Now, a leading Connecticut lawmaker is pushing to bring them back.
While Connecticut House Speaker Joe Aresimowicz said Wednesday it doesn't appear he has the votes to do that before the session ends May 9, he warns the issue will not be going away given the state's fiscal struggles.
"I believe whoever the governor is, regardless of political party, is going to come in here in January. And in the first meeting they have, they're going to say, "Oh no, what do we do?" And that's going to happen," the Democrat said of tolls.
Aresimowicz, who narrowly won re-election two years ago, said Wednesday he's willing to put his election "on the line over tolls" because it's the right thing to do. However, he acknowledged it doesn't appear that enough of his colleagues in the General Assembly share that sentiment in this election year.
The 1983 fatal truck crash on Interstate 95 in Stratford created pressure to remove the tollbooths, and they were eliminated from the highway within three years. Additional legislation called for tolls to be stricken from other state highways by 1988.
Democratic Gov. Dannel P. Malloy, who is not seeking re-election, has endorsed a return of tolls — electronic ones this time — warning that $4.3 billion in transportation projects will have to be delayed or canceled if there isn't new revenue generated.
State Democrats have predicted tolls could eventually generate about $1.2 billion a year.
But skepticism remains as to whether tolling would generate that much and whether Connecticut should join neighboring states like New York and Massachusetts with tolls. Opponents argue that state citizens are already taxed too much.
That has created a challenge for passing this year's two-part bill, which requires a study and recommendations for a tolling system from the Department of Transportation, including multiple discounts for state residents, before the General Assembly would give any final go-ahead.

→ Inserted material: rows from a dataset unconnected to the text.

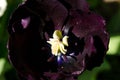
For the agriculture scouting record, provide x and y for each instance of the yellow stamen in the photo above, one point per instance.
(58, 46)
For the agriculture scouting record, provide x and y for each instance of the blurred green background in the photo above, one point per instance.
(109, 70)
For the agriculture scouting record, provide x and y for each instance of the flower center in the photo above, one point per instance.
(58, 43)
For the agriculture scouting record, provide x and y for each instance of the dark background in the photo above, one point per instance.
(109, 70)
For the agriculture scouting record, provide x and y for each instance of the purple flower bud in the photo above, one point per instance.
(81, 44)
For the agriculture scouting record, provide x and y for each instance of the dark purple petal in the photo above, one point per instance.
(79, 4)
(34, 22)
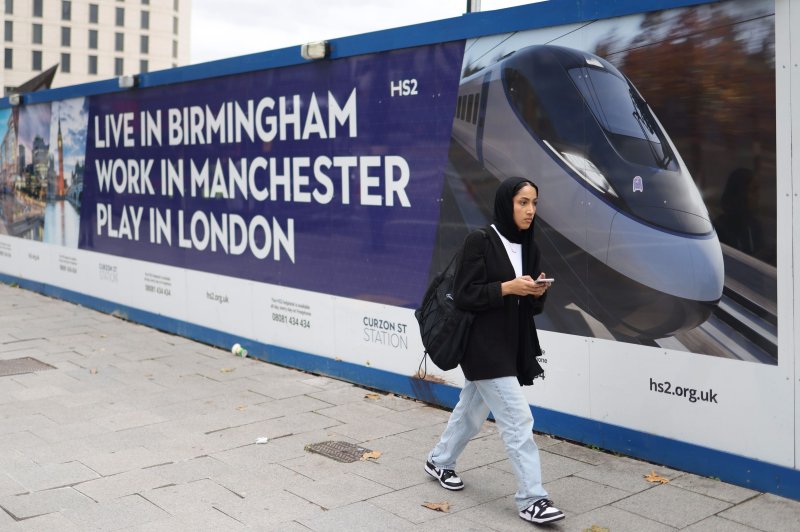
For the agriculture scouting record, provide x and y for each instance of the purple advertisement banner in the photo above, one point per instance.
(322, 176)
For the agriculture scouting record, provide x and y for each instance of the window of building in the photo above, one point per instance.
(37, 34)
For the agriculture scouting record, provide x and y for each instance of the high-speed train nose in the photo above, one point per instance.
(672, 284)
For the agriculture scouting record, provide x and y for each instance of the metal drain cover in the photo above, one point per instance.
(16, 366)
(341, 451)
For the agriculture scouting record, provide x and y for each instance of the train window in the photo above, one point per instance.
(530, 109)
(612, 103)
(621, 111)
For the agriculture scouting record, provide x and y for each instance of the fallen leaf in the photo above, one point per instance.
(655, 477)
(438, 506)
(374, 455)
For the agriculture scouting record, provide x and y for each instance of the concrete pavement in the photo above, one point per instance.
(138, 430)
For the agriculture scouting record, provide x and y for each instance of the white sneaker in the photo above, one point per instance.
(542, 511)
(446, 477)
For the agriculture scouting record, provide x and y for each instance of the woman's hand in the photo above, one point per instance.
(525, 286)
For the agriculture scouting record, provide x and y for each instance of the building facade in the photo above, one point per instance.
(92, 40)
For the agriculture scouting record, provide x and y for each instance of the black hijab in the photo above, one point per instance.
(504, 217)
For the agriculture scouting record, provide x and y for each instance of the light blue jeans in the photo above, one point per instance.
(513, 417)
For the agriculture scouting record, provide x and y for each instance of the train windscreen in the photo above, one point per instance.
(625, 116)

"This is the lightning rod for everyone who is dissatisfied. This has sent them right over the top," said Sen. Toni Boucher, R-Wilton. She said tolls would be another tax in a state "that has already been devastated by too many additional taxes."
Aresimowicz complained there's too much misinformation about tolls.

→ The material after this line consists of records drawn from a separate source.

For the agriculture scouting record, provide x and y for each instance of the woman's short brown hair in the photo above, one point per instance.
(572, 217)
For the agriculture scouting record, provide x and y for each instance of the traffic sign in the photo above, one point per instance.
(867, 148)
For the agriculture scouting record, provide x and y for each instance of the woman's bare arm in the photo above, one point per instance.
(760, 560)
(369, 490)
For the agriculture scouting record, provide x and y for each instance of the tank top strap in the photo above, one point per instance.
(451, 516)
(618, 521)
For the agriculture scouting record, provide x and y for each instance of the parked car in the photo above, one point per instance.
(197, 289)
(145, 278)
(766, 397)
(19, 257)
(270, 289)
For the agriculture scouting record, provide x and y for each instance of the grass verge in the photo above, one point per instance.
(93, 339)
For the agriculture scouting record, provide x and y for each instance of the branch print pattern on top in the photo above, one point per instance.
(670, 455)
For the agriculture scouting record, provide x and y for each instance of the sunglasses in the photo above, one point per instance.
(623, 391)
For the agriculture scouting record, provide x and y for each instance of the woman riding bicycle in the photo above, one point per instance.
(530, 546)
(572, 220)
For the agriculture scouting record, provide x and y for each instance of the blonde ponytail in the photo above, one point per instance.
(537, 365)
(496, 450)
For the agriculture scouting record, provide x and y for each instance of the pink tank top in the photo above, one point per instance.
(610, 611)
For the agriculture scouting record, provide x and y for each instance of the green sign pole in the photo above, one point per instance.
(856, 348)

"When you have people that want to paint the picture that Connecticut sucks at all costs and any new thing is going to force people out of this state, it's a tough narrative to overcome," he said.
Some lawmakers just wanted to get the ball rolling on a plan in the General Assembly.
"We have been talking about this for a number of years," said Rep. Antonio "Tony" Guerrera, D-Rocky Hill, the co-chairman of the legislature's Transportation Committee. "You need some type of blueprint here and we don't have that."
Connecticut Republican leaders disagree that tolls are inevitable, saying they have a proposal that will shore up the state's transportation account without tolling by prioritizing borrowing.
"We are tired ... of this state pick-pocketing all of the constituents in our state," said Senate Republican Leader Len Fasano. "Enough is enough. You don't have to do it."
The push for tolls comes as the state's transportation fund is projected to be in deficit beginning in fiscal year 2019, with a $38.1 million shortfall.
It's expected to grow to $216.1 million by fiscal year 2022, for a cumulative total of $388.1 million over the next five years — deficits that will prevent the state from being able to sell bonds for transportation.